Jeff L says: “Good thing these guys aren’t engineers – anything they built would probably blow up, fall down or both….”
And what did you think their objective was?

Bob M
November 10, 2010 5:14 pm

It’s a good thing that Carpenters don’t construct houses the same way Climate Scientists build models and assemble data sets. The first Woodpecker would decimate civilization.

November 10, 2010 5:18 pm

Graeme W
I think part of the problem is replicating what was done from the instructions.
My suggestion is this: if people want to analyze GHCN data and compare it to other sources they had better be able to produce the code they used to do it. Full stop.
Without the code we really cant tell what Ed did. So, in the same way i ask climate scientists for code we have to ask the people who check them for code.

latitude
November 10, 2010 5:44 pm

Anyone else get the impression that their egos advanced a lot
faster than their skills?

Graeme W
November 10, 2010 5:53 pm

Actually, Steven, I wasn’t even trying to replicate what Ed had done. I was simply doublechecking his figures that he said were the BOM figures. I quickly found out that they weren’t.
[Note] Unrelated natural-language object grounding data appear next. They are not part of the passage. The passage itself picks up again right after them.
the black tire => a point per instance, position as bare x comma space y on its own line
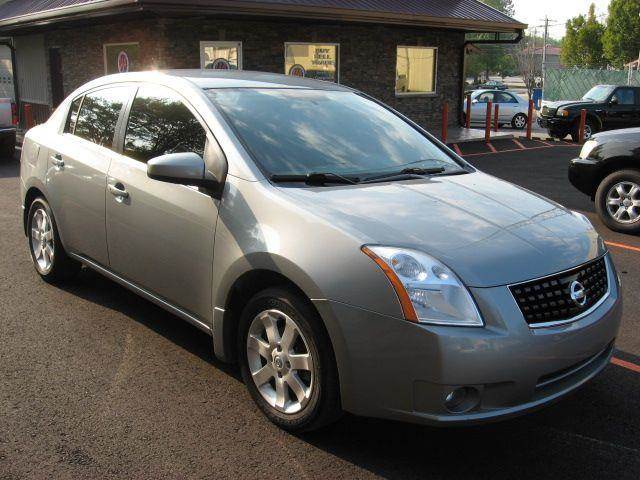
630, 176
323, 406
8, 148
589, 130
62, 267
521, 119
That Mar 2005 maximum temperature of 33.6 isn’t what’s listed on the BOM website, and I can’t see any way that it could be derived from the raw daily data for Mar 2005.
If he’s used the wrong data from BOM, then all the BOM to GHCN comparison’s he’s listed are meaningless.

thingadonta
November 10, 2010 5:58 pm

The data errors are worse than we thought, pity they cant be changed unless there is a royal inquiry as to why the previous royal inquiry didn’t actually examine the data.

Ray Boorman
November 10, 2010 5:59 pm

Binny, if you knew the climate in Port Hedland, you would realise that slashing is not required. The place is a desert for at least 10 months every year. Stinking hot, very dry.